Greg closed his eyes, trying to unsee that, and lost his balance. He braced against the wall until his vision stopped swimming. Now he couldn't tell for sure which way he'd been headed before he got distracted.
After wandering the halls to the point of desperation, he found his room, or so he thought. The door was already unlocked, and it opened when he turned the handle. Inside, the front desk clerk was spread out on the bed naked, her legs out wide, with Mike crouched between them, lapping at her cleft.
"Sorry, I'll go," Greg muttered softly, pulling the door closed again before they could notice the intrusion. Despite himself, these tableaus were having an effect on his inebriated body.
He kept wandering the hallways, but he was just so tired by now. Eventually he sat down on the carpet.

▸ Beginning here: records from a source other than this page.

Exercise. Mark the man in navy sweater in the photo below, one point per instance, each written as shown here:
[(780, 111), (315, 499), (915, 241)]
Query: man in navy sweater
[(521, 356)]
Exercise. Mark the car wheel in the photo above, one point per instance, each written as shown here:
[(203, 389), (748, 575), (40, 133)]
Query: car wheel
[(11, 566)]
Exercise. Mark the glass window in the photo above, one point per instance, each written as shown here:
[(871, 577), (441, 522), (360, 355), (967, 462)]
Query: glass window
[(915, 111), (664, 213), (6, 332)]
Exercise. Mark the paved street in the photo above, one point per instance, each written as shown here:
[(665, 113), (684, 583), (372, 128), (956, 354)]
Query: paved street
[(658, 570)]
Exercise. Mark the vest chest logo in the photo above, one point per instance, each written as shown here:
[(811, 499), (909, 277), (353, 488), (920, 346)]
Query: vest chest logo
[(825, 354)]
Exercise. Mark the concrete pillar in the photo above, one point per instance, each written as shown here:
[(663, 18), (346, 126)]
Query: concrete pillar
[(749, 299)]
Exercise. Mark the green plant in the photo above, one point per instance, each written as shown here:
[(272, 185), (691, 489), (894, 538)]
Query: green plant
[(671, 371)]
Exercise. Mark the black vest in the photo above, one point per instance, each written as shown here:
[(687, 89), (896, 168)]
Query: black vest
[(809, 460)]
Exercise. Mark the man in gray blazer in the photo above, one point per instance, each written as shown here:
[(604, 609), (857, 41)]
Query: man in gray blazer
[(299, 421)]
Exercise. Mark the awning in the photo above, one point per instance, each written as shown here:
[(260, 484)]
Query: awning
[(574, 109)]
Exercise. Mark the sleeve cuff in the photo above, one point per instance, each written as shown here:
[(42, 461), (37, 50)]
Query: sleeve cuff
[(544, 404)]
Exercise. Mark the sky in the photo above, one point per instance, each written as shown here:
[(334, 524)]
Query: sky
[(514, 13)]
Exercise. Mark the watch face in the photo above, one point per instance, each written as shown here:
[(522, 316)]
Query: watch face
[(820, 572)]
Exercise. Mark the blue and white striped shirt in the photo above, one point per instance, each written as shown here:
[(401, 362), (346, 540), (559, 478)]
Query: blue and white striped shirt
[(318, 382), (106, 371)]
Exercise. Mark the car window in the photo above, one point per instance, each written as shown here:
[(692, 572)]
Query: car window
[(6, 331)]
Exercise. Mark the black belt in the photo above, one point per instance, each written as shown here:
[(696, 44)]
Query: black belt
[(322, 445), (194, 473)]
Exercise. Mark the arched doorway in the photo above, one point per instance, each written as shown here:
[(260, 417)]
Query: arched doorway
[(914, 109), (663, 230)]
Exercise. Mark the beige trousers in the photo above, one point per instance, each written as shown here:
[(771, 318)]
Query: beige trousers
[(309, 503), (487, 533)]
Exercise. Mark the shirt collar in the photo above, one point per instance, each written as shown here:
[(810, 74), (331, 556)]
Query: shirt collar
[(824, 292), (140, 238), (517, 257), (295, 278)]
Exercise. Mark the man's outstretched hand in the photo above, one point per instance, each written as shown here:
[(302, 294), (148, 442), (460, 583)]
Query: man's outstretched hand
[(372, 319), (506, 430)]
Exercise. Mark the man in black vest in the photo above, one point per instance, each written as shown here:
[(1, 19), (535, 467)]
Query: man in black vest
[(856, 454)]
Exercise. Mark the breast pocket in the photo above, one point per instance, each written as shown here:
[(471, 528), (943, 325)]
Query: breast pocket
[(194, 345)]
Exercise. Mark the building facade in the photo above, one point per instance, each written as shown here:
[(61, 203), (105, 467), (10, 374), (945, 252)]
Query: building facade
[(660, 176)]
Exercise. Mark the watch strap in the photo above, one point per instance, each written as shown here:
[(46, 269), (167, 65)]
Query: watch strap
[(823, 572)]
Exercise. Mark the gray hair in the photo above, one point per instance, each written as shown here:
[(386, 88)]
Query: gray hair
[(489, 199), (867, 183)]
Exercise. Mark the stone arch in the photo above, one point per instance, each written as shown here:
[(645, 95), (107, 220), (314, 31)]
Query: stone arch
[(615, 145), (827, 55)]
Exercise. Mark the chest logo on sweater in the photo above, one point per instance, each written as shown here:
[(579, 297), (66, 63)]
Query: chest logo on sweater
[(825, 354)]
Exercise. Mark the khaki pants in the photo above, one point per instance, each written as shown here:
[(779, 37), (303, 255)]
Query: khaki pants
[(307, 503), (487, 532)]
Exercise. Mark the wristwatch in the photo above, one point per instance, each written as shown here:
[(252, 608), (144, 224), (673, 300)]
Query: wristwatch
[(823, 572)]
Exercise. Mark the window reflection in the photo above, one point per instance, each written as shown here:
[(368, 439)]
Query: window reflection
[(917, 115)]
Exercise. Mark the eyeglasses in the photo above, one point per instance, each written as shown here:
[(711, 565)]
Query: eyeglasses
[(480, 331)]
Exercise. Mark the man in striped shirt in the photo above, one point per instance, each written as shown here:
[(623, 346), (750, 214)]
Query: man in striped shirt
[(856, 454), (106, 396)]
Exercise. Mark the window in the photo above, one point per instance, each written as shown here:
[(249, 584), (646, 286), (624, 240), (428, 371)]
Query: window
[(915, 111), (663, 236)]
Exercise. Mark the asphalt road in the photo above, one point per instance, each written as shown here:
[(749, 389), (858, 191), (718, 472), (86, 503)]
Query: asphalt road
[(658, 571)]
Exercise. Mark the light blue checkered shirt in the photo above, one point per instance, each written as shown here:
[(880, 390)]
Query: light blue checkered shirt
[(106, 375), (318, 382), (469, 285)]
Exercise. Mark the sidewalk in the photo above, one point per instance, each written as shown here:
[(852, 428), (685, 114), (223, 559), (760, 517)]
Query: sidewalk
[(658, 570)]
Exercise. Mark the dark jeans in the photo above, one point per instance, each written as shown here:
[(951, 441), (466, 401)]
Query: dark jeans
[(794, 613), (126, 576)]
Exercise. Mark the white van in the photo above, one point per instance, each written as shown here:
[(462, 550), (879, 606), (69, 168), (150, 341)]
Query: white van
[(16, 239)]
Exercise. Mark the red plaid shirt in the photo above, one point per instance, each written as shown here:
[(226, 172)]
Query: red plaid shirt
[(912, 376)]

Misjudging the distance, his head lightly hit the wall with a resounding thud.
Closing his eyes for a second, he was taken back to the night before he went away to college. Maia had been sullen and avoiding him, and he wasn't having it, not when they were about to be apart.
"Hey, come sit with me for a second," he told her, and she joined him on the sofa. "What's the matter?"

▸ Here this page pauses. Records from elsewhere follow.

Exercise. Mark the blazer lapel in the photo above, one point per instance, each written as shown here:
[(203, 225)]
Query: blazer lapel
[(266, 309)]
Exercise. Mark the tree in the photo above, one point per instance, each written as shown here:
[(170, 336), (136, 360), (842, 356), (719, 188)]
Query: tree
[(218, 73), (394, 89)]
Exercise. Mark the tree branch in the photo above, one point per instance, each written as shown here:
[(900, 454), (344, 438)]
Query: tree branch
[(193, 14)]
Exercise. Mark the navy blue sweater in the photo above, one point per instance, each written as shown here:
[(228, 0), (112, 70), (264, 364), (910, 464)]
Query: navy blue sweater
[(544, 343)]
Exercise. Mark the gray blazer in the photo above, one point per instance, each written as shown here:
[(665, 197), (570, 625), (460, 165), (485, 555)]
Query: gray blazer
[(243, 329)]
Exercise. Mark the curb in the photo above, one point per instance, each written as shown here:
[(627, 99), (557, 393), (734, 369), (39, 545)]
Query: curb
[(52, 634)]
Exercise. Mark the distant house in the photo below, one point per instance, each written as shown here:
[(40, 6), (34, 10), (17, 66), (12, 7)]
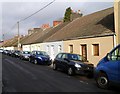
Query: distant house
[(91, 36)]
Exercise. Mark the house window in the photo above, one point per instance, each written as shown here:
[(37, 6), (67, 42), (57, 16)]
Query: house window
[(59, 48), (96, 49), (71, 48)]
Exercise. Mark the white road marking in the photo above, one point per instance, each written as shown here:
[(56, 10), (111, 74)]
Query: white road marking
[(21, 68)]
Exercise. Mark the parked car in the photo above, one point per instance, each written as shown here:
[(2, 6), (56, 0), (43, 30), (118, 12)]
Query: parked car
[(1, 50), (24, 55), (73, 64), (10, 52), (40, 57), (16, 53), (5, 52), (107, 72)]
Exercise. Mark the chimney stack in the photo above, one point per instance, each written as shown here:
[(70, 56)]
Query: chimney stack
[(117, 20)]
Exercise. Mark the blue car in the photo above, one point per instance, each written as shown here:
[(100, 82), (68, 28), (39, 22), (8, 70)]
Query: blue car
[(40, 57), (107, 72)]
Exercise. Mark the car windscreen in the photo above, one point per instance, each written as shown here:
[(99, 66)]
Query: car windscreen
[(41, 53), (75, 57), (26, 52)]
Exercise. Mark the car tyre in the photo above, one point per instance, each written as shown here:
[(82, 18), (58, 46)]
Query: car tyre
[(102, 81), (54, 66), (70, 71), (35, 61)]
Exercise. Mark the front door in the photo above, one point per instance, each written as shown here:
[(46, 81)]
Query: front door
[(84, 50), (114, 64)]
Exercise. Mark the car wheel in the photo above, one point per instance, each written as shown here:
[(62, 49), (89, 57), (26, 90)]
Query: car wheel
[(54, 67), (35, 61), (29, 60), (70, 71), (102, 81)]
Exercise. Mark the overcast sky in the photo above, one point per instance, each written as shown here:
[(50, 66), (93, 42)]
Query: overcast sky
[(15, 11)]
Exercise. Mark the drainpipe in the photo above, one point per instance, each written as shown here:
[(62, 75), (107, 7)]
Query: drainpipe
[(114, 40)]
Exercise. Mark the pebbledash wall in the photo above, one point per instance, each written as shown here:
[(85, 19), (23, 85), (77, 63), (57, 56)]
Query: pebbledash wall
[(52, 48), (105, 45)]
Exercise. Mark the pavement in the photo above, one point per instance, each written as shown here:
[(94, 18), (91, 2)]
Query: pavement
[(22, 76)]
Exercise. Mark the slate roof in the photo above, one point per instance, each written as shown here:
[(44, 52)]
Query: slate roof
[(100, 23), (34, 36)]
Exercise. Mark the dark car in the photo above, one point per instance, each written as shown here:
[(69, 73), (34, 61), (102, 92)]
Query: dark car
[(107, 72), (73, 64), (10, 52), (5, 52), (40, 57), (16, 53), (24, 55)]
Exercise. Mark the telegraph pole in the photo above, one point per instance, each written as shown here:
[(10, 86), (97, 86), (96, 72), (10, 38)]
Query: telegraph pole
[(18, 37)]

"Aren't you supposed to be able to read my mind or something? You know what the matter is," she said. "Isn't it going to bother you?"
"Of course it is. We've never been apart for long. I know I'm going to miss you. That's why I don't want to leave with you in a funk," he said. But it had to happen eventually, he knew that. Or else it never would.
"I'm going to miss you too," she said.
He turned towards her, trying to see in her eyes how she was taking it. But her eyes were softly lidded as she leaned towards him. In that split second, he could feel her intent, and he could feel himself mirroring it, even if his conscious mind didn't have time to catch up with where it was heading.